Our list of Early Chapter Books has a bunch of other good possibilities as well.  Do you have further thoughts, especially on the non-fiction front or other books we haven't yet covered?

Love, Annie


  1. I second the suggestions on your FB page for All of a Kind Family and Clementine. Cheaper by the Dozen is good except the dad dies at the end. I wonder what scared her about Ramona - that one perplexes me - unless that first chapter is the one with the dog? What about the Henry Huggins books? My daughter is also easily scared but not of exactly the same things. There are lots of books with orphans who have other parental figures - like Heidi. Would that scare her? What about the Fudge books by Judy Blume? I also second animal books - but Charlotte of course dies at the end of Charlotte's web. I'd suggest Babe (Dick King-Smith) and Trumpet of the Swan. I'd also recommend longer and/or more sophisticated chapter books. There are wonderful picture book biographies or historical fiction out there (I'd suggest The Boy Who Loved Math; Snowflake Bentley; Amelia and Eleanor Go for a Ride) and perhaps she could even sit through a Who Was book about a scientist if she is into nonfiction. Some of Patricia Polacco's books would be too scary for her but some would be delightful. I'd also recommend nonfiction picture books about science - there are lots to choose from. Good luck!

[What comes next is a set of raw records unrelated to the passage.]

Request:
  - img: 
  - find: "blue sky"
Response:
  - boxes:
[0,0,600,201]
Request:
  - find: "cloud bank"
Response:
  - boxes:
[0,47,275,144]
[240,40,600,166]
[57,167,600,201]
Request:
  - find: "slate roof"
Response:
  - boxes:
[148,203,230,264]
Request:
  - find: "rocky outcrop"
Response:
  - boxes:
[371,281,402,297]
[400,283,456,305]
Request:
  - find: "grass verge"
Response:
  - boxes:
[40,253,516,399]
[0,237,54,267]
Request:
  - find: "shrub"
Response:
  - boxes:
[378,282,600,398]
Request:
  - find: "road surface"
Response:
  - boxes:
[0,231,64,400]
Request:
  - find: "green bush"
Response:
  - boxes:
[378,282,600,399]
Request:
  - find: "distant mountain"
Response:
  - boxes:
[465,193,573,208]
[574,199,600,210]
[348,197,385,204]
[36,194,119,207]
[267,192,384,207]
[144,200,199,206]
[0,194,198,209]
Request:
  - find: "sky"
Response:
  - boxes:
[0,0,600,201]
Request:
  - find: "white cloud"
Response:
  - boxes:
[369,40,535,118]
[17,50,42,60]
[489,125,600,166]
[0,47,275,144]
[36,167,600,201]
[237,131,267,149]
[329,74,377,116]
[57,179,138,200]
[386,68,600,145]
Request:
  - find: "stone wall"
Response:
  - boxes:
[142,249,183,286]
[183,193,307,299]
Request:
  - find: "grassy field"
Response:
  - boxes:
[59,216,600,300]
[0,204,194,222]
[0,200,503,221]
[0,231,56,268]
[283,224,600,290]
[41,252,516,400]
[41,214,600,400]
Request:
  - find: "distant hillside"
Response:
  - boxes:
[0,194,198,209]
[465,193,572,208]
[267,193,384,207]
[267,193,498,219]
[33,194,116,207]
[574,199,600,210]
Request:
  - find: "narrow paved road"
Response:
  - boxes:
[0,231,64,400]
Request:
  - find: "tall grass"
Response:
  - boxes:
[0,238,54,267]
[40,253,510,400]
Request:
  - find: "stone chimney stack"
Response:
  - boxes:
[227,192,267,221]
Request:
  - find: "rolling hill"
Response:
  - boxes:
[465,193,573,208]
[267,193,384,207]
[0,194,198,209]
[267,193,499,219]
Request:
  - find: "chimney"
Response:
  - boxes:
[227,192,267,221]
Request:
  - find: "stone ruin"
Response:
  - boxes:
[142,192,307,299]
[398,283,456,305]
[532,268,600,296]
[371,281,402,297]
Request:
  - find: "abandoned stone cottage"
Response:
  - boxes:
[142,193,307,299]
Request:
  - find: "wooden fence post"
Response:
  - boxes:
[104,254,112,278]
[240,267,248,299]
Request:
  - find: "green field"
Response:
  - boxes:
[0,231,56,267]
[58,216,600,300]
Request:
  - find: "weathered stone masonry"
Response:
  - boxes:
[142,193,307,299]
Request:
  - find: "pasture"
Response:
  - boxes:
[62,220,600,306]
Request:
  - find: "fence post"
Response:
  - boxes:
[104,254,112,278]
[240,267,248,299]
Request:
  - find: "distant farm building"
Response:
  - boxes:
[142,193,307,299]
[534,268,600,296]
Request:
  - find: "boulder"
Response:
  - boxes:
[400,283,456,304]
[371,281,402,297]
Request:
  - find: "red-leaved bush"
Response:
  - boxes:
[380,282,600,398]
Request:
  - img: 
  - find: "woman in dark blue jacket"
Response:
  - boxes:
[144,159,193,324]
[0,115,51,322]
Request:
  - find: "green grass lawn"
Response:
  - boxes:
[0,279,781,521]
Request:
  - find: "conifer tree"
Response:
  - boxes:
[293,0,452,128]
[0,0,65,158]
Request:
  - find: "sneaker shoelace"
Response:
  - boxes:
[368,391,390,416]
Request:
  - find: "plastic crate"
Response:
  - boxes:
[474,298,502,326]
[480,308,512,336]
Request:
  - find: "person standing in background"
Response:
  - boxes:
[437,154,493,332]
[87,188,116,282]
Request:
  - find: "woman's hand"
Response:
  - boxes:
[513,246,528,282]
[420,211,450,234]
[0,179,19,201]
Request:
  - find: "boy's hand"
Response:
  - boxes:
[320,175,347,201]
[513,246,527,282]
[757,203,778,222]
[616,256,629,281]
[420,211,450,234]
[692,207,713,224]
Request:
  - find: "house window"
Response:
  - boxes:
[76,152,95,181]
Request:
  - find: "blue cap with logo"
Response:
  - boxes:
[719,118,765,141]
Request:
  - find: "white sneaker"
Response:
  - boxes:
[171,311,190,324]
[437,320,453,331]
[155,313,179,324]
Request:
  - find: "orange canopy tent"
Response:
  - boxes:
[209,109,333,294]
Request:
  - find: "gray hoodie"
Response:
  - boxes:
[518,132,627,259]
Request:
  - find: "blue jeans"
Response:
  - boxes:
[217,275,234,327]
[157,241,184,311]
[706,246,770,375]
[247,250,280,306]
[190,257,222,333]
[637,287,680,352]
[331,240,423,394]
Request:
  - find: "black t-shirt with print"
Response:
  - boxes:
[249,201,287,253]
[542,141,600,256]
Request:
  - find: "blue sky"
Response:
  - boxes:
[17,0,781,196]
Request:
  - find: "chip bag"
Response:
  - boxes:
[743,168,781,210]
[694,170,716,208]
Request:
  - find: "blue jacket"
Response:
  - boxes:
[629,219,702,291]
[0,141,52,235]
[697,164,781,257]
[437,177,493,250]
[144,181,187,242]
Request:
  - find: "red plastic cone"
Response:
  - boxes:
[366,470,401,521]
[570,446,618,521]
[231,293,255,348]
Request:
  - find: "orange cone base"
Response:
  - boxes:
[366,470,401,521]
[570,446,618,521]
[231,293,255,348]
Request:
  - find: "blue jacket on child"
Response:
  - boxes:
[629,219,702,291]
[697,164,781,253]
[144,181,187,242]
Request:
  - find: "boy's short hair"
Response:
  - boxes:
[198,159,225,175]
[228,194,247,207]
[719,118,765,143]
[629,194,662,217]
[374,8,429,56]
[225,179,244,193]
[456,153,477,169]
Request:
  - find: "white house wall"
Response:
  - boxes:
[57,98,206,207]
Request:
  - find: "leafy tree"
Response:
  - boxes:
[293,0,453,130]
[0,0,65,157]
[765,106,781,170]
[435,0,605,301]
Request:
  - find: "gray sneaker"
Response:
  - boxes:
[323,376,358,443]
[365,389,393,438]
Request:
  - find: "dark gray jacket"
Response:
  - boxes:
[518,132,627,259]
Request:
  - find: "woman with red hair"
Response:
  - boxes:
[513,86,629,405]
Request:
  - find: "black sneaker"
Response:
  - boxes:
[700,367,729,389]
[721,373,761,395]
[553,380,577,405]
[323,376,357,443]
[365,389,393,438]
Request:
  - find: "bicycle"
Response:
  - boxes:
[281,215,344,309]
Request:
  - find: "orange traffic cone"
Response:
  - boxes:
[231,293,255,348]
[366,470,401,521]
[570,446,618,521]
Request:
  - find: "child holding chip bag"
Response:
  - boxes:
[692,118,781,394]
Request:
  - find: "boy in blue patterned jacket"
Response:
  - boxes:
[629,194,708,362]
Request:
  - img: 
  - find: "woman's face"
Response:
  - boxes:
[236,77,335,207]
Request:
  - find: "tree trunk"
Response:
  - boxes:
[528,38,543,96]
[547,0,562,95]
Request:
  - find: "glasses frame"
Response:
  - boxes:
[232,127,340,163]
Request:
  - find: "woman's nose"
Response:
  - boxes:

    1. I completely understand being scared by Ramona the Brave. One of my girls had lots of nighttime-scared issues, and we eliminated it from the Ramona rotation. Not just the dog, but the hole in the wall during renovations late at night. I'd recommend trying any of the others -- they're all much gentler.

  2. Oh, and Understood Betsy, which is about an orphan but with parental figures is wonderful but the language would probably be too hard, combined with the historical context.

  3. Thanks for your suggestions! We actually just found the Riverside Kids books. She has read E is for Elisa and Make Room for Elisa so far. They are a big hit. Near them we found the Cobble Street Cousins series by Cynthia Rylant. They are almost totally devoid of dramatic tension, but she is reading them happily.

    A library near us carries Anna Hibiscus so we will check it out soon. We have Mr. Popper's Penguins already because I had good, if fuzzy, memories of it. I never read any of the Dr. Doolittle books, but I will give them a try. I am still on the fence about Betsy Tacy. I loved those books and I want to be sure she gives them a chance.

    I am not quite sure what the issue was with Ramona. The first chapter is Ramona defending Beezus from teasing boys and then finding out that her sister was more embarrassed by her than upset by the boys. It is emotionally intense if not scary. It is an uncomfortable chapter if you identify with Ramona.

    We do read a lot of picture books. She likes them. I just really enjoy longer books.

  4. My daughter (5) also gets scared early but is reading chapter books...actually found this post looking for more material for her to read. So far her favorite series is Katie Kazoo, Switcheroo.